Helion Energy starts construction on nuclear fusion plant to power Microsoft data centers
The site in Malaga, Washington, is in the center of the state along the Columbia River, where Helion hopes to take advantage of grid infrastructure in place for the nearby Rock Island Dam hydroelectric plant.
The startup still has to secure final permits from Washington's government but said the work puts it on track to sell power to Microsoft under a deal it struck in 2023.
Fusion generates electricity by ramming atoms into each other, releasing energy without emitting significant greenhouse gases or creating large amounts of long-lasting radioactive waste. But despite billions of dollars of investment, scientists and engineers still have not figured out a way to reliably generate more energy with fusion than it takes to create and sustain the reaction.
Helion is still working on how to do that with its current prototype, called Polaris, which is housed in Everett, Washington, where it plans to build components for the machine to be built at Malaga, called Orion.
Orion will connect to Washington's primary power delivery networks, David Kirtley, Helion's co-founder and CEO, told Reuters.
"We'll actually be able to connect to the exact same grid just upstream of the Microsoft data centers," Kirtley said.

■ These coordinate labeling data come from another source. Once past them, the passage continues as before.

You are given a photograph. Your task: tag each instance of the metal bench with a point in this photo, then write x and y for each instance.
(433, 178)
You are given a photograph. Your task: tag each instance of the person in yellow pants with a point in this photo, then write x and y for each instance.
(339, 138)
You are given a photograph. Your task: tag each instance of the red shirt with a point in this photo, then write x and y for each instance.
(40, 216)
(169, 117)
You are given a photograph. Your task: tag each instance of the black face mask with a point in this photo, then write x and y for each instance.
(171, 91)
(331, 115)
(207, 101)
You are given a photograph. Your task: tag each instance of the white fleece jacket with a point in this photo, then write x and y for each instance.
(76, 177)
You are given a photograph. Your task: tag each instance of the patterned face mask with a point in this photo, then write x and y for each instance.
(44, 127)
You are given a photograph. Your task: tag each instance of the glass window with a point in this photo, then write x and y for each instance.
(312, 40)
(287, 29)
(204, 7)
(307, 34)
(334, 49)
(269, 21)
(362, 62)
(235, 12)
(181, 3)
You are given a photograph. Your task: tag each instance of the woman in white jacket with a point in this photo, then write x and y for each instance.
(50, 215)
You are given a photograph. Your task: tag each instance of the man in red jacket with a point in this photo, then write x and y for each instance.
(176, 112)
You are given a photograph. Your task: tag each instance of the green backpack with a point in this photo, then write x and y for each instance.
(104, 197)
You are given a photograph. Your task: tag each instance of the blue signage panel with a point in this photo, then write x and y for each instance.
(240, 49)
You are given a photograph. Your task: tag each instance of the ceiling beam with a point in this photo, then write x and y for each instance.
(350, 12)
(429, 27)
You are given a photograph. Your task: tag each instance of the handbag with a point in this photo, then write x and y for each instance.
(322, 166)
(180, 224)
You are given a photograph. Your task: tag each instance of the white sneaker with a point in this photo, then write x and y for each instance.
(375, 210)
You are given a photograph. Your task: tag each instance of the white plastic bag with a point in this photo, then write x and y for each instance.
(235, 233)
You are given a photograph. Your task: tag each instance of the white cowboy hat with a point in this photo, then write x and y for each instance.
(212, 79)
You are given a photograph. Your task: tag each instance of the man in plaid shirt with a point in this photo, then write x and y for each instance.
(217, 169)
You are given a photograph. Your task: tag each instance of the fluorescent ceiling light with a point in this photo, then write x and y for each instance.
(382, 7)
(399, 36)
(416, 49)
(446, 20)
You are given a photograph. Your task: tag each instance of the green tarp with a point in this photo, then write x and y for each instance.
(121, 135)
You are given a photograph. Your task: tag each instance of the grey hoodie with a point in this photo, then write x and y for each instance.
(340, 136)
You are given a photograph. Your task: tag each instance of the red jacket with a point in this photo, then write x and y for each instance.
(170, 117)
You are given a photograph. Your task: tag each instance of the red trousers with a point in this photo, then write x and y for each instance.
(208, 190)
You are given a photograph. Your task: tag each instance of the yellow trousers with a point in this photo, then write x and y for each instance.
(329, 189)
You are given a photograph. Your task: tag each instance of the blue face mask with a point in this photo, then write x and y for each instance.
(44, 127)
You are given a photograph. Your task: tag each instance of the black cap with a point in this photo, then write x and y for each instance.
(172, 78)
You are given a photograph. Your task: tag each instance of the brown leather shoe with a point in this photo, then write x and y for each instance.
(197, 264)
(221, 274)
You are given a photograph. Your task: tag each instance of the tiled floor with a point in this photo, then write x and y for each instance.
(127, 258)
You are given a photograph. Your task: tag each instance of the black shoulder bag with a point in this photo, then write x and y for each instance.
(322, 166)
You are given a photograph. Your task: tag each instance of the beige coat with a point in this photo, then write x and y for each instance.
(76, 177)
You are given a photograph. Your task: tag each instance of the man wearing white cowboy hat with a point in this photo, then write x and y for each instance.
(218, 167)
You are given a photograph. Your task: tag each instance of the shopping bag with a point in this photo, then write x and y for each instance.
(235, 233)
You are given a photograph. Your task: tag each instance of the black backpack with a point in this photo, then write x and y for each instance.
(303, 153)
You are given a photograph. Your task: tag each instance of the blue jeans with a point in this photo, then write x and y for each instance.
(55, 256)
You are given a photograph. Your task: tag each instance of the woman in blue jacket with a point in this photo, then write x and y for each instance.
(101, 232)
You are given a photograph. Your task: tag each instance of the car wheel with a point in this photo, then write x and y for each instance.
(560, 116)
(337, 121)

Microsoft has for years said that nuclear energy should be part of a mix of carbon-free energy sources and has also signed power purchase agreements for conventional fission-based nuclear power. Fusion is a longer-term bet, said Melanie Nakagawa, Microsoft's chief sustainability officer.
"Over the last three, four years, you've been seeing from across the fusion space different types of milestones being met by other companies and peers, Helion included," Nakagawa told Reuters. "There's a lot of optimism that this could be the moment that fusion actually comes forward within this decade, or near in this decade."